Peter Lemieux stepped into the breach more than 30 years ago and never looked back. His wife, Cynthia, has been beside him the whole way.
That’s because decades before Bishop Olmsted issued his “Into the Breach” apostolic exhortation, Lemieux knew men needed training to become strong, spiritual husbands and fathers. So, he decided to take action. He and his wife teach marriage preparation classes at parishes such as St. Timothy and St. Andrew the Apostle and at the Diocesan Pastoral Center. One thing he tells men is that it’s not unmanly to follow Christ.
“A man just needs to look at a crucifix and understand that wasn’t a sissy — that was a real man,” Lemieux said. “We give medals and prizes to soldiers who jump on grenades to save people. And we should. Those are wonderful men that need to be remembered forever. Well, Christ did that for us. That took courage. It took self-confidence. It took a real man.”
At St. Andrew’s, the men in the marriage prep program were taken aside to study parts of “Into the Breach,” such as the call to heroism and self-discipline. “The call to be a good husband and father is a heroic call,” Lemieux said. “It’s one they respond to.”
And though the culture lauds self-discipline when it comes to losing weight or self-improvement, it’s strangely silent when it comes to sexuality.
“It makes no sense,” Lemieux said. “If we want our children to be properly trained and understand the beautiful gift of our sexuality, mom and dad are the ones that have to show them that. From a man’s point of view, it starts with his self-discipline.”
Lemieux pointed to the military images painted in Bishop Olmsted’s exhortation too.
“If you’re going to go to war, you’ve got to be self-disciplined. You don’t want to be on the battlefront surrounded by people who may or may not be committed or who show up not prepared. It’s very important.
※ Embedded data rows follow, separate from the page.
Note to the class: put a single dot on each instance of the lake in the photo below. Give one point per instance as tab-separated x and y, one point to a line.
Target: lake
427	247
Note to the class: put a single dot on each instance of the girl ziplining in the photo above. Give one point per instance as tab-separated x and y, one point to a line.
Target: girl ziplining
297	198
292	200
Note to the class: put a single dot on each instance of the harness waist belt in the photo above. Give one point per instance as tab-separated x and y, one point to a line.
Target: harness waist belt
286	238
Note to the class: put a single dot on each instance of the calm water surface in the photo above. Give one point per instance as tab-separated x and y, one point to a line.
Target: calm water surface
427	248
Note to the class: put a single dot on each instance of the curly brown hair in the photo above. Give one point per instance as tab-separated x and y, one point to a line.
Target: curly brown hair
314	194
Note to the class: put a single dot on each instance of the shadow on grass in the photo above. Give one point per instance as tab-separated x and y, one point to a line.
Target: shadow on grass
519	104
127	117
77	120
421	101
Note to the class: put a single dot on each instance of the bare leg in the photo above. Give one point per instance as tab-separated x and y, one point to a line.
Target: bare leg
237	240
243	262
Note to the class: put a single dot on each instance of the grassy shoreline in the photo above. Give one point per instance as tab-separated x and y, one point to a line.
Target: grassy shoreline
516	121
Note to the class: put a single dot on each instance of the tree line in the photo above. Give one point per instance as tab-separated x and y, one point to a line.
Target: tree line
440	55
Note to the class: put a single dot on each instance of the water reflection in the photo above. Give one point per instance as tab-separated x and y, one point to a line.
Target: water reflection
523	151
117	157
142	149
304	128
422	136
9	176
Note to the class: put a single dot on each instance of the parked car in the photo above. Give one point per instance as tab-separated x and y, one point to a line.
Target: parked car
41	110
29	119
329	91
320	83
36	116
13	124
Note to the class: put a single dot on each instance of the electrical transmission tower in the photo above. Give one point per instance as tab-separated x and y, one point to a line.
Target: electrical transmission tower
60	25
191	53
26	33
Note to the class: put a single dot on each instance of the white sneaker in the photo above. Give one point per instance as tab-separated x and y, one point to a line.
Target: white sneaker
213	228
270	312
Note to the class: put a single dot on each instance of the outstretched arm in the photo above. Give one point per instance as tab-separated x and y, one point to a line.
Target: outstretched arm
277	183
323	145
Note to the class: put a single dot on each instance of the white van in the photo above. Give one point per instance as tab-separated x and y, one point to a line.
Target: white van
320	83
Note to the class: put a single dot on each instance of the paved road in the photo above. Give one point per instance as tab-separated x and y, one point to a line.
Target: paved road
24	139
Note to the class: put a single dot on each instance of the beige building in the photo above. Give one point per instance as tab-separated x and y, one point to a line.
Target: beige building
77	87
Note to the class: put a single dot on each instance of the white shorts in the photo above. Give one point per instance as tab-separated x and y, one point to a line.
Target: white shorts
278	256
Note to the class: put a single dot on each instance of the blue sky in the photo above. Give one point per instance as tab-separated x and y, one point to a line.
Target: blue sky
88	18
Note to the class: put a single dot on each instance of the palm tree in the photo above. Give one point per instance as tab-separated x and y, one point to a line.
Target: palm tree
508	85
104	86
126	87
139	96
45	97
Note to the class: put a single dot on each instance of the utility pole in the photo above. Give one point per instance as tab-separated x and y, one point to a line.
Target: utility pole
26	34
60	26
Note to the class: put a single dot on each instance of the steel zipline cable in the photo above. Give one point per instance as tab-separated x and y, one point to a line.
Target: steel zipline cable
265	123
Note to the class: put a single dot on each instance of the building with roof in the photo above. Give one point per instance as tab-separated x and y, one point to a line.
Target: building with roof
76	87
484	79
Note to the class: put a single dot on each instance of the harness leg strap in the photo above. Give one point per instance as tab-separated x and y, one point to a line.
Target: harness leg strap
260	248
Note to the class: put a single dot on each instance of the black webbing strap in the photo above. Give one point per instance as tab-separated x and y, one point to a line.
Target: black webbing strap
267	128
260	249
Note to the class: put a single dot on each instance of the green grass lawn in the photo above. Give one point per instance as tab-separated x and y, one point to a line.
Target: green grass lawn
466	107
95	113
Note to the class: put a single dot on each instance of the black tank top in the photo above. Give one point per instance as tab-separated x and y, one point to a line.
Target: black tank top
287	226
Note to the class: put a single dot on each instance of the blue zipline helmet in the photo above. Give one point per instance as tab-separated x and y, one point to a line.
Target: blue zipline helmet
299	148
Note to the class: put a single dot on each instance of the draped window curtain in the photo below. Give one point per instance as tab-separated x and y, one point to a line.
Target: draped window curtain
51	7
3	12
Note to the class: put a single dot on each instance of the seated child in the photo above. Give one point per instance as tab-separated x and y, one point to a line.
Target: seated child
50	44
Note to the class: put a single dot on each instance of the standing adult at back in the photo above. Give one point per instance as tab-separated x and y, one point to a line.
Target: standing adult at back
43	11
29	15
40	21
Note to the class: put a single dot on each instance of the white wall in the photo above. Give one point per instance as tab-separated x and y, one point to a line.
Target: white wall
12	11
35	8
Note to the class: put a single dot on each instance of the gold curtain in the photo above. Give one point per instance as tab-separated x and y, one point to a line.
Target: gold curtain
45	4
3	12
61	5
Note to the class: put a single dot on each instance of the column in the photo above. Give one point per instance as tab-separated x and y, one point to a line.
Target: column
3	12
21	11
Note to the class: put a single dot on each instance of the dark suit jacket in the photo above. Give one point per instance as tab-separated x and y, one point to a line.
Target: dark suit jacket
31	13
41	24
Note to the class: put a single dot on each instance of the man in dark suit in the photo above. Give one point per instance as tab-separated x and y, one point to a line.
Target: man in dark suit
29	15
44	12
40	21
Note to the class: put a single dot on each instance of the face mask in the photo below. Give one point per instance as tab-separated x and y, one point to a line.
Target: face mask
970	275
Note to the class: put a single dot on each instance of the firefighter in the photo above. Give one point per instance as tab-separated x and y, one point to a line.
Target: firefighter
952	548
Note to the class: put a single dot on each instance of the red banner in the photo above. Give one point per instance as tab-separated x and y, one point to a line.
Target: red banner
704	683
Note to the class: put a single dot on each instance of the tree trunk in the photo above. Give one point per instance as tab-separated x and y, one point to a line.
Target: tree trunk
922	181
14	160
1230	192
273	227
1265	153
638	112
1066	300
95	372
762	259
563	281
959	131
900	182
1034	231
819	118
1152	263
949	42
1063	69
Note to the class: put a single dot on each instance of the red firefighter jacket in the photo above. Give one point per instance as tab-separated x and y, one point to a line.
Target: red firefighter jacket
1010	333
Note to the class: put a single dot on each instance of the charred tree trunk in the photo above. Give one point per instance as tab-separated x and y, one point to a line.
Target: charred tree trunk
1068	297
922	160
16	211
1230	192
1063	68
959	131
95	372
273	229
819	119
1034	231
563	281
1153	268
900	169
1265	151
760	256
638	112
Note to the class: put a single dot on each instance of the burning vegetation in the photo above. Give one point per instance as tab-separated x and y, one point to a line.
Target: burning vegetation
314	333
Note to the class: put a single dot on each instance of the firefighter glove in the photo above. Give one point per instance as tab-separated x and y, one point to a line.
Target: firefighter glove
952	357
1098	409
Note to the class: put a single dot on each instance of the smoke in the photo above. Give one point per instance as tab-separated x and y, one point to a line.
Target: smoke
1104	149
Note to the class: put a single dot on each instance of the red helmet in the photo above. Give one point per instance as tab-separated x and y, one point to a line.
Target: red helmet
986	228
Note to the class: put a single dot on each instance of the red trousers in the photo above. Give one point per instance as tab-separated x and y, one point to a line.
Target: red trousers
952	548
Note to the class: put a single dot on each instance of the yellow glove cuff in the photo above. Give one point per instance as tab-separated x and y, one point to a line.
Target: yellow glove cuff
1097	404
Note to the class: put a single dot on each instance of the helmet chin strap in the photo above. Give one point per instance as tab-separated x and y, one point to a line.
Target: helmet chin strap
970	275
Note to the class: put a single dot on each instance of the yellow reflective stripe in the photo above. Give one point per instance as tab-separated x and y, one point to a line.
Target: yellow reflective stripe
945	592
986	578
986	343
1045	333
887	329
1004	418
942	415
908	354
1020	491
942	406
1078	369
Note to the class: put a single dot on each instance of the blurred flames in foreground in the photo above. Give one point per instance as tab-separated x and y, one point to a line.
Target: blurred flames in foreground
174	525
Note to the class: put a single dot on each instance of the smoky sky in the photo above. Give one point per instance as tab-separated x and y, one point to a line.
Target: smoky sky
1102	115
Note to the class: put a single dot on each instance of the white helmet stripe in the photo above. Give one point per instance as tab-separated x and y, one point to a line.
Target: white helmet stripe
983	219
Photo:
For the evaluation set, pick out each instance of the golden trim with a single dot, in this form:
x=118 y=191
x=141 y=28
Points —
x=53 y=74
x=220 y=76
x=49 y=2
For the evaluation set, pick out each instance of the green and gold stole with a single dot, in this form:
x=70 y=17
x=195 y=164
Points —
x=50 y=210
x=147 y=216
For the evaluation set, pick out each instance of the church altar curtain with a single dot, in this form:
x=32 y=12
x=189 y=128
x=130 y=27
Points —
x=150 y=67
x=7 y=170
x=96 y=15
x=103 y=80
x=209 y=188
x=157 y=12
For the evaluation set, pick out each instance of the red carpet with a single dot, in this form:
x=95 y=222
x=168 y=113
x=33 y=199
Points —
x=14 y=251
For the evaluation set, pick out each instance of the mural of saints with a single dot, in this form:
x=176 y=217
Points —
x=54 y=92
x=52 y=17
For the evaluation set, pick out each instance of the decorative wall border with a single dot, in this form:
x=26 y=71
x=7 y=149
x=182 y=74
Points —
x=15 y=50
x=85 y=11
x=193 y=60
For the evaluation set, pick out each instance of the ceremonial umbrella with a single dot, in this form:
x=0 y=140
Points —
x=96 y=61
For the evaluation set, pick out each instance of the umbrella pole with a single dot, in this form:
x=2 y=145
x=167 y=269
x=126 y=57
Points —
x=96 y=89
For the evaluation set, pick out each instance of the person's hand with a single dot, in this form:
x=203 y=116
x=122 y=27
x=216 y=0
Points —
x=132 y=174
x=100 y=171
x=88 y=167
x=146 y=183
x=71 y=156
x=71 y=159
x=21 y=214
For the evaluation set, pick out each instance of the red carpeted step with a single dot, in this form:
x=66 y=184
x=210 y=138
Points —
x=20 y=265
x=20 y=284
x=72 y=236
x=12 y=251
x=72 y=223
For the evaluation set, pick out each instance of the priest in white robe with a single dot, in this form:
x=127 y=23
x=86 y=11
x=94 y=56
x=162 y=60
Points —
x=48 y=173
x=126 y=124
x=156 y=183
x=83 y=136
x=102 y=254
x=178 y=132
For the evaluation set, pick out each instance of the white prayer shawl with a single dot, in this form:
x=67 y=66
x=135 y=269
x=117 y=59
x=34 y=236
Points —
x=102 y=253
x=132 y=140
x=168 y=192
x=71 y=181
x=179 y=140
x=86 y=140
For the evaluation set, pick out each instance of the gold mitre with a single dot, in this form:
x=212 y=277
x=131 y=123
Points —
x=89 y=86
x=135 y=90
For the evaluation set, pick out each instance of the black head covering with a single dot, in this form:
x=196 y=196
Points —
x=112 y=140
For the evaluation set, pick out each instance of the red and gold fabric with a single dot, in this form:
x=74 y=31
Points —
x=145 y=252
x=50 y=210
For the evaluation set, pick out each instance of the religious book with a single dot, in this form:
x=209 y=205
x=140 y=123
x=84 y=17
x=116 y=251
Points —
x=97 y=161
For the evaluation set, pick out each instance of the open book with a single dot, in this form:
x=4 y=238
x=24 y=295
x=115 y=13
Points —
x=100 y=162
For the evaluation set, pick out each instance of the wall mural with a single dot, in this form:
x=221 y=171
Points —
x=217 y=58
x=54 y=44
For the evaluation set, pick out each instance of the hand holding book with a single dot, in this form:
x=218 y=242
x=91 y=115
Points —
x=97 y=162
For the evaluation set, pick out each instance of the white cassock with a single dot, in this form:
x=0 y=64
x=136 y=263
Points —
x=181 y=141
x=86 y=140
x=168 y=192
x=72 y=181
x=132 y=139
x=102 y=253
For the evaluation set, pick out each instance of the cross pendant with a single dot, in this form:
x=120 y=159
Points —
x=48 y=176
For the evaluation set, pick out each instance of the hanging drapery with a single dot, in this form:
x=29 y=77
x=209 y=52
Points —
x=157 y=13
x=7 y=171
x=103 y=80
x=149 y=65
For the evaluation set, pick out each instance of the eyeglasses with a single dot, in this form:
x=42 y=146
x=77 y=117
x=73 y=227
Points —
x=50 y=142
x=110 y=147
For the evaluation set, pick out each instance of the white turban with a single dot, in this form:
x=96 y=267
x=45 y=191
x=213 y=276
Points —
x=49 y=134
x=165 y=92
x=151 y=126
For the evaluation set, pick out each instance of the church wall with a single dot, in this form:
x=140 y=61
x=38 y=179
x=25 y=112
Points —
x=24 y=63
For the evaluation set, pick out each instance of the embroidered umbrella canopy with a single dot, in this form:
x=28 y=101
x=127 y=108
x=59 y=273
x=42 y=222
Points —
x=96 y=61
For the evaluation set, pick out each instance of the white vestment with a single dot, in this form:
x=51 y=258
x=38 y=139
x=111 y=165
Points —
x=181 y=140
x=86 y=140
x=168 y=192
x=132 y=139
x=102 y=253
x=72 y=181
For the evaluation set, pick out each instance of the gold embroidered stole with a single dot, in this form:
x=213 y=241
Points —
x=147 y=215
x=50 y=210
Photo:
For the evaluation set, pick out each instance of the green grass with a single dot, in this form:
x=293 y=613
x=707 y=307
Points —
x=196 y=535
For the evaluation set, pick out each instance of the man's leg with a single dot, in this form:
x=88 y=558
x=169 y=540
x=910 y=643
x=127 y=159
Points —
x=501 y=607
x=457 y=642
And what’s more important than your family?”
Lemieux, who’s been married for 44 years, also works with his wife mentoring couples whose marriages are in trouble. Acknowledging that men often have difficulty in asking forgiveness or saying “I love you,” he’s got some matter-of-fact advice.
“There’s no way around it. If you want to make a dollar, you have to get a job.
If you want to have a good marriage, you have to do the things that make a marriage work,” Lemieux said. Sometimes, that means making a change.
Forgiveness and humility are a key part of making marriage work and the Catholic Church, Lemieux said, provides a wealth of resources through the sacraments of Eucharist and Reconciliation.
He also tells men about a time he and Cynthia were at Sunday Mass. He was annoyed with her. “It was probably something stupid,” Lemieux ventured.
“I prayed, ‘Lord, help me to see her with Your eyes.’ Of course, she’s God’s daughter. And you know something? At the end of Mass I had no idea what I was mad at her about in the first place. No resentment or animosity. I felt fine because God answers prayers,” Lemieux said.
He encourages men to be the spiritual leaders of their home and ponder the legacy they will leave their families one day.
“Did you teach them integrity? Did you teach them honesty? Did you teach them about Jesus? As fathers, we only have a few years to do that. We need to put Christ into our family.”
Marriage, he tells men, isn’t a 50-50 proposition. “That’s divorce,” Lemieux quipped. Marriage is about husband and wife both giving 100 percent plus.
“I’ve never been in the military myself, but I’d hate to be going into battle with a guy who’s in 50 percent. I know it’s not mathematically possible to give more than 100 percent but you’ve got to give that in marriage,” Lemieux said.